Once Daily Gabapentin in the Treatment of Post Amputation Pain

Pain Clinical Trial

Official title:

Efficacy of Once Daily Gastroretentive Gabapentin (Gralise) in the Treatment of Post Amputation Pain

Clinical Trial Details — Status: Active, not recruiting

Administrative data

• NCT number: NCT01776671
• Other study ID #: Advocate-IRB-5367
• Status: Active, not recruiting
• Phase: Phase 3
• First received: January 24, 2013
• Last updated: September 13, 2017
• Start date: February 2013
• Est. completion date: December 2018

Study information

• Verified date: September 2017
• Source: Chicago Anesthesia Pain Specialists
• Contact: n/a
• Is FDA regulated: No
• Study type: Interventional

Clinical Trial Summary

Phantom limb pain (PLP) is a common disorder reported by the patients who undergo amputation. Even though the cause of PLP remains unclear, Gabapentin has been widely used. The purpose of this study is to evaluate the accuracy and efficacy achieved in using of extended release Gabapentin. Reducing the incidence of chronic post-amputation pain and improving clinical outcomes postoperatively.

Description:

Phantom limb pain (PLP) is a common disorder reported by the patients who undergo amputation from peripheral vascular disease, peripheral neuropathic disease, neoplasm or traumatic events. Even though the cause of PLP remains unclear and the large number of treatments has been suggested, there is no single treatment regimen proving long lasting pain relief for PLP. However Gabapentin is widely used and have been well suggested recently for the treatment of neuropathic pain.

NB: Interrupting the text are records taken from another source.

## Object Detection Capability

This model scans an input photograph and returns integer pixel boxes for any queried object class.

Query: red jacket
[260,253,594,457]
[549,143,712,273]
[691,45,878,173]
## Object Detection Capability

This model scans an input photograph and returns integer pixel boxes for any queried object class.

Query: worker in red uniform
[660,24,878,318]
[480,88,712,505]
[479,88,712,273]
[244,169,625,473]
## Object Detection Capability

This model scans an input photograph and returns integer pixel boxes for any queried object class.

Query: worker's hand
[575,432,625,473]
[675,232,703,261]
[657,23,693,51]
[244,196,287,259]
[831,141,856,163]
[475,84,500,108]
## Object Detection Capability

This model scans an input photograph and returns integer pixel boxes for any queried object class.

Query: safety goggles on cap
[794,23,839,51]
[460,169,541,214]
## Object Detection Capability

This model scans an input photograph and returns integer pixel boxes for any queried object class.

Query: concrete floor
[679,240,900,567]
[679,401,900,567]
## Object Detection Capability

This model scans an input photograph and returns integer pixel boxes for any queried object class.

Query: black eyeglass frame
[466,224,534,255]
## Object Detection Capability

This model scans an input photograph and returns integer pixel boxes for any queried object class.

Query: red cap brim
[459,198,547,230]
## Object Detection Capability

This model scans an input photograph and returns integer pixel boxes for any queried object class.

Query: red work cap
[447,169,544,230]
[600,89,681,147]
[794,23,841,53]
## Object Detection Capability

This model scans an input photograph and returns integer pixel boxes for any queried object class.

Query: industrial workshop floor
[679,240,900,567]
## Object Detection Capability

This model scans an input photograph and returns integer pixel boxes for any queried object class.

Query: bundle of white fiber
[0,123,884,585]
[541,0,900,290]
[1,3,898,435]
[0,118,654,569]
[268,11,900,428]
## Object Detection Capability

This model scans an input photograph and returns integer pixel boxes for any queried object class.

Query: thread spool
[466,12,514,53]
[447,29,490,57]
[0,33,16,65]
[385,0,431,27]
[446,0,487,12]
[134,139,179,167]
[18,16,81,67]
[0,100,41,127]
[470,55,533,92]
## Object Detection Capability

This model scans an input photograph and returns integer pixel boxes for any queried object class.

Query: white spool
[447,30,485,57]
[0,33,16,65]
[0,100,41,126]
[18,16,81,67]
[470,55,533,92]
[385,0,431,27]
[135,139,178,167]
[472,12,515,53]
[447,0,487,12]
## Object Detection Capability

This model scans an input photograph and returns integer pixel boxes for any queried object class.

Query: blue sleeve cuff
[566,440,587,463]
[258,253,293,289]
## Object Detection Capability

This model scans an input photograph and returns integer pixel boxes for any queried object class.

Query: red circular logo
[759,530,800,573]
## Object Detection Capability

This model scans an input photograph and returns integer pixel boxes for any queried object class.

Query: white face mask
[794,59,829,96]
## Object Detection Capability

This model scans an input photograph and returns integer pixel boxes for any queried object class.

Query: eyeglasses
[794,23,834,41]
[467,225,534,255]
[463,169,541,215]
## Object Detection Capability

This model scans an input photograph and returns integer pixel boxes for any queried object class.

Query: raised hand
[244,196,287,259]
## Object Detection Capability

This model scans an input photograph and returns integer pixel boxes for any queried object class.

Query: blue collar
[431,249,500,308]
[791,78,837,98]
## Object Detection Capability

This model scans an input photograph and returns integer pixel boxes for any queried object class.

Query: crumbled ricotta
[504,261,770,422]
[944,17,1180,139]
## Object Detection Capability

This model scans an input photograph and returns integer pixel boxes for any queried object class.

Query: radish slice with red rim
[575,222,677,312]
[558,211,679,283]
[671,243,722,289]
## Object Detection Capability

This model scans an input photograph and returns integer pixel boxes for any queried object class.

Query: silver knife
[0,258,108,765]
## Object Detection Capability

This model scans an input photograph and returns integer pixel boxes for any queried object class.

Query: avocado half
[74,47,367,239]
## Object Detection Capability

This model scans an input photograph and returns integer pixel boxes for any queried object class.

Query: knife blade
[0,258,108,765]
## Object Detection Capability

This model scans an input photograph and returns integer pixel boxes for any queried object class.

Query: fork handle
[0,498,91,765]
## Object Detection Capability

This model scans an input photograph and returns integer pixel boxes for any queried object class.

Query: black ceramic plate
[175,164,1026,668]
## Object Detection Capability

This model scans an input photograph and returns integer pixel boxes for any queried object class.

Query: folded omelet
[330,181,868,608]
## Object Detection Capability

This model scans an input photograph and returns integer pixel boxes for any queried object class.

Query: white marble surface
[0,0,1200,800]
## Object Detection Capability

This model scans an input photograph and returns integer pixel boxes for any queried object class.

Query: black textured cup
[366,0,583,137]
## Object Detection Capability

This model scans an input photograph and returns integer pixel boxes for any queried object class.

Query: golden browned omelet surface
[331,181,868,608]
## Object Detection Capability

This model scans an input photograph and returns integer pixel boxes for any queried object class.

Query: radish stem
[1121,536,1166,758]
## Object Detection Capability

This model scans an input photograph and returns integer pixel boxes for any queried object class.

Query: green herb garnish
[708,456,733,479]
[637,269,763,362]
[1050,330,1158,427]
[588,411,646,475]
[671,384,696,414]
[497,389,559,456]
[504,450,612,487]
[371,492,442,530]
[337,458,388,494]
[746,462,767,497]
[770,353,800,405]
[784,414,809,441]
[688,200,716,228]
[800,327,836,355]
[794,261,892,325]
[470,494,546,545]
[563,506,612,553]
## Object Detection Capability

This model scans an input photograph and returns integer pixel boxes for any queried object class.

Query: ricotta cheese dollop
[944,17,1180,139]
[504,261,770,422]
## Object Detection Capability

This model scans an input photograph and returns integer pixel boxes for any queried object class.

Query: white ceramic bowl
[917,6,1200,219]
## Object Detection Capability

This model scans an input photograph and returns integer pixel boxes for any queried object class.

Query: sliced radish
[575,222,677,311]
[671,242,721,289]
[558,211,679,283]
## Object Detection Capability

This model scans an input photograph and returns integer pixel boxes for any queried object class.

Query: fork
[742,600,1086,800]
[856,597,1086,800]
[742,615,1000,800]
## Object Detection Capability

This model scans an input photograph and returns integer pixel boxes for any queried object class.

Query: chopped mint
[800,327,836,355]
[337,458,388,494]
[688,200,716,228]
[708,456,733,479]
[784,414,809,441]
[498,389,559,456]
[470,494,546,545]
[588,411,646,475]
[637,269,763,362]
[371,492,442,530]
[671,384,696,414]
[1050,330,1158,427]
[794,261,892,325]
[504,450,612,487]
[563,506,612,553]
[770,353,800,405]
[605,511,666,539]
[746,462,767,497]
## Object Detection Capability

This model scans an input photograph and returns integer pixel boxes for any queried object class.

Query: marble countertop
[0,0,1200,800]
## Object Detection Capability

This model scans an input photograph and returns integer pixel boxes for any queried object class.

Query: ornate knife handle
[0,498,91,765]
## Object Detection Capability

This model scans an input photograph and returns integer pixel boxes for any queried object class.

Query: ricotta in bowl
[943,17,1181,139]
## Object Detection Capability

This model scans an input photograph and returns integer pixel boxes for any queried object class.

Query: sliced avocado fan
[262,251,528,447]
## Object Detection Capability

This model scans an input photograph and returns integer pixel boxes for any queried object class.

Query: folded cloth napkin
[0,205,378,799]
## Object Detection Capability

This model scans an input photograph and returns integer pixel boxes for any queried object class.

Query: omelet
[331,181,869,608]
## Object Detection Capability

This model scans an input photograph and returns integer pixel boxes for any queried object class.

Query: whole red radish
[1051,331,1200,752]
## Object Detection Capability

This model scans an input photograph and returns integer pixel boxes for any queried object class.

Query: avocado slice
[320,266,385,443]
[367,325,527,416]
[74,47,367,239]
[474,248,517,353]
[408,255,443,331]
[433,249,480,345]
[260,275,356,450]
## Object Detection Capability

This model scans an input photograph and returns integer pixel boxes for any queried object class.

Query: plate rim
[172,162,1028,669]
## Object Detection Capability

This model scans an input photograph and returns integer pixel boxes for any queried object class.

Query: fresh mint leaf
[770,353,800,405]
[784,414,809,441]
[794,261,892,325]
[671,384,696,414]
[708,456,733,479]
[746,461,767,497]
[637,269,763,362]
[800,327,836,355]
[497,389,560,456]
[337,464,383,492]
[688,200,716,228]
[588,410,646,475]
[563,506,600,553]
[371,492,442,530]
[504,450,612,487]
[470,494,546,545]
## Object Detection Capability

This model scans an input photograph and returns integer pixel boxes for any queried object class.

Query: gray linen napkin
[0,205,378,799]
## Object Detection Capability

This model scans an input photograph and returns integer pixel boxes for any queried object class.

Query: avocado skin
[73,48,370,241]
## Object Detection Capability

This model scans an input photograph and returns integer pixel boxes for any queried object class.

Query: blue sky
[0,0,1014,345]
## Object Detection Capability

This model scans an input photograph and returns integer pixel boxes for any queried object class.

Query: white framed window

The purpose of this study is to evaluate the accuracy and efficacy achieved in using of extended release Gabapentin to offer effective pain relief, improvement of sleep function, and decrease problematic side effects related to the peaks and valleys of the drug's short cycle in patients with PLP. Gabapentin has been clearly demonstrated to be effective in neuropathic pain and epilepsy, but as a treatment option for post amputation pain, it has not been tested.

Approximately, 20 patients will be enrolled in the study, after a titration of two weeks a changing in pain intensity and quality of life will be obtained at subsequent visits. We are expected that the accuracy will be of benefit in reducing the incidence of chronic post-amputation pain and improving clinical outcomes postoperatively.

Recruitment information / eligibility

• Status: Active, not recruiting
• Enrollment: 16
• Est. completion date: December 2018
• Est. primary completion date: November 2018
• Accepts healthy volunteers: No
• Gender: All
• Age group: 18 Years and older

Eligibility

Inclusion Criteria:

• Subject must have post amputation pain persisting for more than six months.

• Be considered in reasonably good health, in the opinion of the investigator, other than the post amputation pain at the screening visit (based upon the results of the medical and surgical history, vital signs, pulse oximetry and physical examination.

• Be = 18 years of age at the time of screening.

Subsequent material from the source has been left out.